Peter Ponzo, a retired faculty member in Applied Mathematics, at the University
of Waterloo, passed away in 2020, at the age of 85.
During his retirement, Peter blogged about his misadventures in investing his retirement savings. He
was especially interested in * decumulation* strategies, i.e.
how to invest and spend down your
money during retirement.

Nobel laureate William Sharpe
has referred
to
decumulating savings
during retirement as *``the nastiest, hardest problem in finance''*.
Why is this so hard? Basically, you have to deal with uncertain longevity, volatility in the financial markets,
and deciding how much to withdraw each year. Although traditionally annuities have been suggested as
a way around the longevity issue, annuities are very
unpopular
with most retirees, due to meager payouts
in the current low-interest rate environment, lack of true inflation protection, poor pricing, and no access to cash in
the event of an emergency.

So, the retiree has to devise a strategy by him/her self. What about financial planners? Unfortunately, this is not a popular area for planners, who typically get paid a percentage of assets under management. A retiree's portfolio will be decreasing as withdrawals take place during retirement, hence the planners fees get smaller as the retiree gets older. So, just when the strategy becomes very important (smaller portfolios, uncertain number of years remaining), the planner gets the smallest fee. Good luck finding someone who wants to manage this.

One of the interesting strategies devised by Professor Ponzo, was what I'll call the Canasta strategy

*''If we have a good year,
we take a trip to China,...if we have a bad year, we stay home and play canasta.''*

Is this a good strategy? Well, the decumulation problem can be posed as an exercise in optimal stochastic control. Given an initial pot of money, we assume that a 65-year old male wants to maximize his total withdrawals over 30 years, and minimize the risk of running out of cash.

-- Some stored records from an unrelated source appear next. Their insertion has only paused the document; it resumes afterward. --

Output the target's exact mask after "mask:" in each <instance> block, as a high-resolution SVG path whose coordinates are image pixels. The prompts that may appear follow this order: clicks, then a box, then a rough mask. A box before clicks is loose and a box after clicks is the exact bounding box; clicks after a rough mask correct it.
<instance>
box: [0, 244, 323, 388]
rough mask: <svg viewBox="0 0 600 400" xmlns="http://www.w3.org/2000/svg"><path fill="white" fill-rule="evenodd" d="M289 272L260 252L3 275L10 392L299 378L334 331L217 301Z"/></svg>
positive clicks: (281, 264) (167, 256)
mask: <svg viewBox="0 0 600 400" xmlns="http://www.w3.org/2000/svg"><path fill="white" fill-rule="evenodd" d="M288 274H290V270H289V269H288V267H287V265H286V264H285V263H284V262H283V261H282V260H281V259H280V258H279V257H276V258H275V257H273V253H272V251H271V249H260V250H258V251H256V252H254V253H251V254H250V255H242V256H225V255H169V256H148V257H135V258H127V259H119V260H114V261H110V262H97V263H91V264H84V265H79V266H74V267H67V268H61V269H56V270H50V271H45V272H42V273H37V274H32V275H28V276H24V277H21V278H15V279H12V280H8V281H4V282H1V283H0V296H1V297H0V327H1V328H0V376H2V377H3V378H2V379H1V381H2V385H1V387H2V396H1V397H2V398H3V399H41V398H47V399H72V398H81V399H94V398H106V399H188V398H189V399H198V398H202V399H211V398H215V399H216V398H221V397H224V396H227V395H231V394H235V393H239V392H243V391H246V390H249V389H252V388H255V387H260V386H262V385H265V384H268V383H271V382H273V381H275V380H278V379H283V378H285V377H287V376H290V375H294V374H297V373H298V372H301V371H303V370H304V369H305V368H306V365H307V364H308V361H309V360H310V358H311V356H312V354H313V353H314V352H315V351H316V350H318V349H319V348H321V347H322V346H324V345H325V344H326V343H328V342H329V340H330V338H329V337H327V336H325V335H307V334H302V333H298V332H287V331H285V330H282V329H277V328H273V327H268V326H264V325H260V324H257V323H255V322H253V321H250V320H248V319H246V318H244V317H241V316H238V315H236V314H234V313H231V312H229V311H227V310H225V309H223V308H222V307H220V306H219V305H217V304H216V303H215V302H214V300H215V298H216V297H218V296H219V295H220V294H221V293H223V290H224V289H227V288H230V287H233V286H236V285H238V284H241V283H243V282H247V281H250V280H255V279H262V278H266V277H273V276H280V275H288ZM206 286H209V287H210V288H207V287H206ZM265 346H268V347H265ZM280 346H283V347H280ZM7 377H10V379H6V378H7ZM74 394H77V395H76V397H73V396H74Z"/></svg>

The probability of a 65-year old Canadian male attaining the age of 95 is about 0.13. So, we are being conservative here in terms of longevity, although there is still a chance that our retiree will attain his 96'th birthday.

Risk is measured in terms of the Expected Shortfall at the 5% level. What is Expected Shortfall? This is simply the mean of the worst 5% of the outcomes in terms of the amount of cash left in the portfolio at age 95.

There are two decision variables in this problem (which are also termed *controls*).

- The amount of cash withdrawn each year.
- It makes sense to impose minimum and maximum withdrawal amounts. The minimum amount is based on funding necessary expenses. We also impose a maximum withdrawal amount, since we assume the retiree has little use for a huge cash infusion in any one year.

- The asset allocation strategy.
- The retiree's portfolio consists of a stock index and a bond index, so the allocation strategy is simply the fraction of the portfolio invested in stocks. Use of Leverage or short selling is not permitted.

Being a retiree myself, I was very interested in solving the stochastic control problem. The results are summarized in the working paper (to appear in the North American Actuarial Journal in 2021).

Perhaps the most intriguing outcome of this work concerns the withdrawal controls,
i.e. the amount taken out of the portfolio each year. It turns out
that, to a good approximation, the withdrawal controls are * bang-bang*. This means that the optimal strategy is
to withdraw only at either the minimum or maximum amount each year.

Basically, if the portfolio increases in value (i.e. the stock market goes up), you should withdraw at the maximum amount. If the stock market drops, you should withdraw at the smallest possible rate.